Faut-il rappeler que Google, qui génère plus de 200 milliards de dollars de revenus sur son monopole publicitaire, a maintes fois modifié ses algorithmes de search publicitaire, menaçant une myriade d’entreprises et de small businesses ? Que la firme a été condamnée à 200 millions d’euros d’amendes pour avoir favorisé ses propres services de publicité en ligne ? Faut-il rappeler qu’Amazon, le rouleau-compresseur de l’e-commerce, a déjà été condamné pour pratiques commerciales et fraudes, en interdisant carrément aux vendeurs de la marketplace de recontacter leurs clients? Et, c’est moins connu mais tout aussi vicieux, de by-passer ces mêmes vendeurs en traitant directement avec leurs partenaires industriels pour faire fabriquer les produits sous la marque Amazon? Faut-il rappeler aussi que Facebook embauche depuis de nombreuses années de brillants ingénieurs spécialistes du cognitif, en particulier français, comme Adrien F. que j’avais rencontré à San Francisco, nommé à la tête du département spécifique “Analyse du graph social et push marketing en cas de rupture sentimentale ” ? Dans cette bronca, chacun ses arguments, mais ce qui est commun, c’est que les “loups guerriers” ne sont plus seulement chinois.
Marion Moreau
Le chiffre de la semaine : 10%
10% des ingénieurs et entrepreneurs de la tech ont fui la Russie depuis le début de la guerre en Ukraine, un chiffre relevé par le MIT Technology Review.
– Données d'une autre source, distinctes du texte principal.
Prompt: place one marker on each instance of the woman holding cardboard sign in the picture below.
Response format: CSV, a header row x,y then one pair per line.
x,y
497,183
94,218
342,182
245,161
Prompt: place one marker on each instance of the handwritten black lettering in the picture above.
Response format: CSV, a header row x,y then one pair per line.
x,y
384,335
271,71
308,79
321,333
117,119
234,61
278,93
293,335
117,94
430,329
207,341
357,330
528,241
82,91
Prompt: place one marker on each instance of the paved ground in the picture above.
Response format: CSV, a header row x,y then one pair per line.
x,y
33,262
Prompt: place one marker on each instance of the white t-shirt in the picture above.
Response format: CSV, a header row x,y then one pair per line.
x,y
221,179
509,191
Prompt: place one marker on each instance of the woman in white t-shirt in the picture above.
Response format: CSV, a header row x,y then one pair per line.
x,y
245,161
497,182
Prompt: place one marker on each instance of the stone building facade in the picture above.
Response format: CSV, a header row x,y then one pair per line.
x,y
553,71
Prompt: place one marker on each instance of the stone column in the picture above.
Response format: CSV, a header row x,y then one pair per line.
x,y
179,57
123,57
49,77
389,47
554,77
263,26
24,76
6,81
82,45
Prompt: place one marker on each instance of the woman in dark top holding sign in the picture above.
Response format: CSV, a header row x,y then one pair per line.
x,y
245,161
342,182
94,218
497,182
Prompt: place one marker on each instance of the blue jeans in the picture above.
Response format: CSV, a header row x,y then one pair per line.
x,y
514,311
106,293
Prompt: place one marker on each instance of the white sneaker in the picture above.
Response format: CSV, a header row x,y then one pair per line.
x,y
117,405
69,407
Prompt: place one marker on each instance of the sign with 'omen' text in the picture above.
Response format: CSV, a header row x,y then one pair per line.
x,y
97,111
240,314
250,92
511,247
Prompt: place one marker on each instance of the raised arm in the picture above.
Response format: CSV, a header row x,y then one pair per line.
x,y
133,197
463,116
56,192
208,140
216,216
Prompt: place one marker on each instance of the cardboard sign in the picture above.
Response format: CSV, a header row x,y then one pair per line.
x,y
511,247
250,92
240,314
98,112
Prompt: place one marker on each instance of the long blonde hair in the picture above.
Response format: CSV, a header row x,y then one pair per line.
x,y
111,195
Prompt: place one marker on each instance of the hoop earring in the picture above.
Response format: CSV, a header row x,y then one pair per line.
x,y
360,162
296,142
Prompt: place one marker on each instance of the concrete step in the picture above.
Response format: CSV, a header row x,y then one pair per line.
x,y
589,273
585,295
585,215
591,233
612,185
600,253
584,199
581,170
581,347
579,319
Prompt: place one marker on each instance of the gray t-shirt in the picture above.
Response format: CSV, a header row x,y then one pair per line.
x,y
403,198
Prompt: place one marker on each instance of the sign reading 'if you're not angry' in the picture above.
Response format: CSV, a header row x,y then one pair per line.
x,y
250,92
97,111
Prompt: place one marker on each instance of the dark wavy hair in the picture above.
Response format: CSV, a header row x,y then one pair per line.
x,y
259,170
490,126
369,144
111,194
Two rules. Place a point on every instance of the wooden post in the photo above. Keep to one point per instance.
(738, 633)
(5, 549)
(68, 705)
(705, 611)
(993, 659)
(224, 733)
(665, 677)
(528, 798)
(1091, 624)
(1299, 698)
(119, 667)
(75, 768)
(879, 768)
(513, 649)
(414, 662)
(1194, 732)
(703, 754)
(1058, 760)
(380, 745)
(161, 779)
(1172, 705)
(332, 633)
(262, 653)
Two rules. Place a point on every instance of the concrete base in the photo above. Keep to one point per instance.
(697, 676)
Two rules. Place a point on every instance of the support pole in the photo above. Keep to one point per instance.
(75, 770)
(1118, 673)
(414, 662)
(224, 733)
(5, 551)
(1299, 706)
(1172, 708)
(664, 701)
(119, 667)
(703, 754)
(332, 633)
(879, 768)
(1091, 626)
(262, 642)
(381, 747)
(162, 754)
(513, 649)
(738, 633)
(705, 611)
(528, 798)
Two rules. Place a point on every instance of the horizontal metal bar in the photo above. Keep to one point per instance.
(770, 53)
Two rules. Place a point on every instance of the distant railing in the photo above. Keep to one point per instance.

Environ 100 000 ingénieurs en informatique se sont réfugiés dans les pays voisins en 2022.
Un tour des News
Nobelium, le groupe de hackers russe responsable de l’attaque SolarWinds, accusé d'avoir espionné les agences diplomatiques de l'UE et de l'OTAN
L’agence polonaise de cybersécurité CERT.PL vient d’annoncer avoir découvert une campagne d’espionnage ciblant les ministères des Affaires étrangères et les entités diplomatiques des pays de l'OTAN, de l'Union européenne et, "dans une moindre mesure", de l'Afrique. Il s’agirait d’une campagne menée par Nobelium, soutenu par le Kremlin, qui s’était rendu célèbre en pénétrant en 2020 le logiciel SolarWinds qui avait conduit à de très importantes fuites de données à l’échelle mondiale. Nobelium, également appelé APT29 or BlueBravo, avait aussi mené des cyberattaques contre l'armée ukrainienne, des partis politiques, des gouvernements internationaux, et des ONG. Lire le rapport officiel du gouvernement polonais.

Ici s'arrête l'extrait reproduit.